Komisi Pemberantasan Korupsi (KPK) membacakan dakwaan dalam kasus korupsi pemotongan tunjangan kinerja di Kementerian Energi dan Sumber Daya Mineral (ESDM) di Pengadilan Tipikor Jakarta pada Kamis (2/11/2023). Sebanyak sepuluh pegawai negeri sipil (PNS) di Kementerian ESDM didakwa melakukan mark up tunjangan kinerja dengan nilai hingga Rp 27 miliar.
Menurut jaksa KPK, perbuatan tersebut merugikan keuangan negara sebesar Rp 27.616.428.154. Para PNS tersebut adalah Subbagian Perbendaharaan Priyo Andi Gularso, pejabat pembuat komitmen Novian Hari Subagio dan Lernhard Febrian Sirait sebagai staf PPK, serta dua bendahara pengeluaran Abdullah dan Christa Handayani.
Selain itu, terdapat juga lima orang lain yang terlibat di dalam kasus ini, yaitu staf PPK Rokhmat Annashikhah, operator SPM Beni Arianto, Hendi sebagai bagian Penguji Tagihan, Haryat Prasetyo sebagai bagian PPABP, dan Maria Febri Valentine sebagai Pelaksana Verifikasi dan Perekaman Akuntansi.

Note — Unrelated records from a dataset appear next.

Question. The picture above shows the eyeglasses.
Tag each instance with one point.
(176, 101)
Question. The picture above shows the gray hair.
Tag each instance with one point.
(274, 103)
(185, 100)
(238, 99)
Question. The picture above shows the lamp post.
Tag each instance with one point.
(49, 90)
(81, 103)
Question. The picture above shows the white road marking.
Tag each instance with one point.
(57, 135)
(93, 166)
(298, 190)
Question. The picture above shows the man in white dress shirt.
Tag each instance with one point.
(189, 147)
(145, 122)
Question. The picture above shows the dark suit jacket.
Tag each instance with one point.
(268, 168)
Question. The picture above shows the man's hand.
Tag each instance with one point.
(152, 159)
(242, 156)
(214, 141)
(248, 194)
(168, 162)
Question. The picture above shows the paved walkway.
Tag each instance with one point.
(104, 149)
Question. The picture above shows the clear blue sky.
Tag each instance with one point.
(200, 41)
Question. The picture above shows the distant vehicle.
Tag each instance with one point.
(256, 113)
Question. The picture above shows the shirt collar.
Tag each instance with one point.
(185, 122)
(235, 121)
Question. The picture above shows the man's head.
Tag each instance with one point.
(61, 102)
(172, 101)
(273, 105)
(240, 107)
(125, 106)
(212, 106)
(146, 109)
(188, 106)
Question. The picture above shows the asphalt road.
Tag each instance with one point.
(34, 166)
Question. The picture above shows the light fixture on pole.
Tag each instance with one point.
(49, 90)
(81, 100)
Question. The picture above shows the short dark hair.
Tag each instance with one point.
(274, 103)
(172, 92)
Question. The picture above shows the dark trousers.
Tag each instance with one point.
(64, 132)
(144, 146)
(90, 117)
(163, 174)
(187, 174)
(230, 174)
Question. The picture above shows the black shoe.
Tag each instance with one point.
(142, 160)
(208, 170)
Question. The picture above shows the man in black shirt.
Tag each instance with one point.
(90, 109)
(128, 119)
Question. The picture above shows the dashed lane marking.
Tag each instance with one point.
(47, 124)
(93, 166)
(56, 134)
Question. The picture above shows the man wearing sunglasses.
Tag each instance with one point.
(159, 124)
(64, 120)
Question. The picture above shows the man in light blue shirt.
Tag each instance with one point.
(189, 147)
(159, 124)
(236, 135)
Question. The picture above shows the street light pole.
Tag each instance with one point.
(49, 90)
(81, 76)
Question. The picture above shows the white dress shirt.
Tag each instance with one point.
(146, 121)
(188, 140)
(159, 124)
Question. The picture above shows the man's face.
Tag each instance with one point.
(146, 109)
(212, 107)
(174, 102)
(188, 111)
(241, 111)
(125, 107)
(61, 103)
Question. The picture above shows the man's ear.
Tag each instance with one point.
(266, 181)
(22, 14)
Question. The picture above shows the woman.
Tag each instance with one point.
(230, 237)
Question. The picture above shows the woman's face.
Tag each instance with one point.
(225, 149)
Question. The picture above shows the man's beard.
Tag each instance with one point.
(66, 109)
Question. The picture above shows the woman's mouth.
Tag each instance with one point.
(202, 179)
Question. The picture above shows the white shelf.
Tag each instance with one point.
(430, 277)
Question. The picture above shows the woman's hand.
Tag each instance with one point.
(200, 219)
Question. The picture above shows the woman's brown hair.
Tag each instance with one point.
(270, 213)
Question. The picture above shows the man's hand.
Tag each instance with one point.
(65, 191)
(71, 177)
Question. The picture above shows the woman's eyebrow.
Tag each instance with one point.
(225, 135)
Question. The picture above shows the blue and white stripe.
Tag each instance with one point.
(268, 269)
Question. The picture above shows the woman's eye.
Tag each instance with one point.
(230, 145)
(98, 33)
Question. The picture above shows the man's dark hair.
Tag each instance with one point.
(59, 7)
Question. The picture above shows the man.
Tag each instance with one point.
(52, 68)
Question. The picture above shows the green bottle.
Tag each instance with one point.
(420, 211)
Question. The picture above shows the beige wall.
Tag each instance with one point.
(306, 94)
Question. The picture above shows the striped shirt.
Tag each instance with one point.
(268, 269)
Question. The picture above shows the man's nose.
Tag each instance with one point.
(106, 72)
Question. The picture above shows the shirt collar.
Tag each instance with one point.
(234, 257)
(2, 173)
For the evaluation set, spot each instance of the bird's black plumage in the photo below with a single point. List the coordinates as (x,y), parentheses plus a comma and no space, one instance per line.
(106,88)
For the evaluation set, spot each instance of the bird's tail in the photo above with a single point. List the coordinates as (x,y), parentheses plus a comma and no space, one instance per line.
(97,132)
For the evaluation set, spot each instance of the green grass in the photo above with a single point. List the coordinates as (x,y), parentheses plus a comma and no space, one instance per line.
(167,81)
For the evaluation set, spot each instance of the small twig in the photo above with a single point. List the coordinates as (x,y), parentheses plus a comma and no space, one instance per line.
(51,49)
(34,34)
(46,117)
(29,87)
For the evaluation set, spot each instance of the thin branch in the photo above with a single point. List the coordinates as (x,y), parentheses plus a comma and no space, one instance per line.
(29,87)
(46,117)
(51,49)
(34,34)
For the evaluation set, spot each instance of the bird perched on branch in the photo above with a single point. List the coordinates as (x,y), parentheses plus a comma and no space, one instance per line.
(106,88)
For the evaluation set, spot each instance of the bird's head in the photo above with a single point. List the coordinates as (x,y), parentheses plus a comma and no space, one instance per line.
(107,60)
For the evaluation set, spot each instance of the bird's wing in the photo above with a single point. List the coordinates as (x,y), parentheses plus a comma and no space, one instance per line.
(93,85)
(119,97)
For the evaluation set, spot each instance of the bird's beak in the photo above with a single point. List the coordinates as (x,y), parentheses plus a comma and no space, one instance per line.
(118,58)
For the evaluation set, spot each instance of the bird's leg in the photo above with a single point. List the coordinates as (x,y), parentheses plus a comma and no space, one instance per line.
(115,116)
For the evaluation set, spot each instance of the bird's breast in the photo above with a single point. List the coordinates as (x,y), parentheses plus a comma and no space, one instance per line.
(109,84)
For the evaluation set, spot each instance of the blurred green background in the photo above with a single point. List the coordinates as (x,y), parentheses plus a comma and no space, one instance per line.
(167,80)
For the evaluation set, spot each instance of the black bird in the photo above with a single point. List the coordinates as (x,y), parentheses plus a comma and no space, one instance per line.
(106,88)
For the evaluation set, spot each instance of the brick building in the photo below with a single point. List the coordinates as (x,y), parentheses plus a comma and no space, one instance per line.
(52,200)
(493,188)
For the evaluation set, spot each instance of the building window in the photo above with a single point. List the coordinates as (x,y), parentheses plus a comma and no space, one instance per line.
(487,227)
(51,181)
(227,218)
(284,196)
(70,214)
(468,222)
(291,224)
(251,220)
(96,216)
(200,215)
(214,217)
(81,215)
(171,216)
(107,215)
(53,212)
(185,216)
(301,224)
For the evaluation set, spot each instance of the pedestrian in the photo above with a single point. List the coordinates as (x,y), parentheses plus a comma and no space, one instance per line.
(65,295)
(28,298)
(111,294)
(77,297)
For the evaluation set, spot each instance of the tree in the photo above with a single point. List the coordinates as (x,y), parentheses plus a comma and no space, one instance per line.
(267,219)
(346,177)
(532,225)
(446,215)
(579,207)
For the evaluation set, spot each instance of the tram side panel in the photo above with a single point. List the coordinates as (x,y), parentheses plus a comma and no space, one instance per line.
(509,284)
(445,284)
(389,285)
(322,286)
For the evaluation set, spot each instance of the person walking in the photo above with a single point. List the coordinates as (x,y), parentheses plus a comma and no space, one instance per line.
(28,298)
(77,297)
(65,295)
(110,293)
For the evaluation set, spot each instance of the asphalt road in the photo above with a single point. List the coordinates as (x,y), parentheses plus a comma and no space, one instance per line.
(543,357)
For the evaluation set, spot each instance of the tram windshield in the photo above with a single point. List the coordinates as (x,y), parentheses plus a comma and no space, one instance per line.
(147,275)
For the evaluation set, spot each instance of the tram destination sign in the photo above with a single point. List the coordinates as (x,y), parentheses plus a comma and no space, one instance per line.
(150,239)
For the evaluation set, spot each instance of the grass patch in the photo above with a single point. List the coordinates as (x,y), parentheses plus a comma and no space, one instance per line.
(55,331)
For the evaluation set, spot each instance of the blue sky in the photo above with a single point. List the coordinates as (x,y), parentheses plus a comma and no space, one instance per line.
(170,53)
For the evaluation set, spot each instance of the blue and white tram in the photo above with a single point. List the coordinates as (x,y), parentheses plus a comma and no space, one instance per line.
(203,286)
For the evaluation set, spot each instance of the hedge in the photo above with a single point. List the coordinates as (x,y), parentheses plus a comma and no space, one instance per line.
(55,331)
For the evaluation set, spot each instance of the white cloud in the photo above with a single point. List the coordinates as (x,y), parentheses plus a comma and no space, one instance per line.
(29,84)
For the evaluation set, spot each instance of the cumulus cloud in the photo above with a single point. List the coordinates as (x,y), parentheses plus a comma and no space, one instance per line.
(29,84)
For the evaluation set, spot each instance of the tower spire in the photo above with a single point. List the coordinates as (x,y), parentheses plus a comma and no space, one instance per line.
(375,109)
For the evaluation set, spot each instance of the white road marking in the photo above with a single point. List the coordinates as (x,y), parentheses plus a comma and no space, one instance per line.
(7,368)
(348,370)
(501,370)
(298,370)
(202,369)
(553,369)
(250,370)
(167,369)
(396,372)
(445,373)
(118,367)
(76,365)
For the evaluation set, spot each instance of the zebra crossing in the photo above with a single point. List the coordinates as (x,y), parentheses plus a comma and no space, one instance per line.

KPK menjelaskan bahwa kasus ini terjadi pada tunjangan kinerja tahun anggaran 2020 hingga 2022. Awalnya, sebagian pegawai di Direktorat Jenderal Mineral dan Batubara mengetahui keberadaan sejumlah anggaran tunjangan kinerja yang tidak terserap. Mereka kemudian merencanakan untuk memberikan sisa anggaran tersebut kepada pegawai di Direktorat Jenderal Mineral dan Batubara, terutama pada bagian keuangan. Tindakan penyelewengan anggaran tunjangan kinerja ini diduga dilakukan melalui manipulasi laporan.
KPK menyebut bahwa pada tahun 2020 saja, para PNS tersebut diduga telah mendapatkan uang hasil manipulasi anggaran tunjangan sebesar Rp 8,7 miliar. Kemudian pada tahun 2021, mereka diduga kembali melakukan tindakan serupa dan berhasil memperoleh uang sebesar Rp 11,5 miliar. Sedangkan pada tahun anggaran 2022, mereka diduga kembali mendapatkan uang sebesar Rp 7,2 miliar.
KPK juga mengungkapkan bahwa anggota kelompok ini menerima jumlah uang yang berbeda-beda. Lernhard, misalnya, diduga menerima dana sebesar Rp 9,1 miliar, sementara Novian Hari sebesar Rp 1,043 miliar, Priyo Andi Gularso sebesar Rp 4,7 miliar, Haryat Prasetyo sebesar Rp 1,477 miliar, dan Maria sebesar Rp 999 juta.
Selanjutnya, Abdullah didakwa menerima Rp 355 juta, Christa Handayani sebesar Rp 2,5 miliar, Rokhmat Annashikhah sebesar Rp 1,6 miliar, Beni Arianto Rp 4,1 miliar, dan Hendi sebesar Rp 1,4 miliar.
KPK pertama kali memulai penyidikan kasus korupsi ini saat melakukan penggeledahan di kantor Kementerian ESDM pada akhir Maret 2023. M. Idris Froyote, Pelaksana Harian Direktorat Jenderal Mineral dan Batubara juga turut diperiksa dan apartemennya digeledah oleh penyidik KPK. Kemudian, pada Juni 2023, pengumuman resmi penetapan tersangka terhadap sepuluh orang dalam kasus ini dilakukan.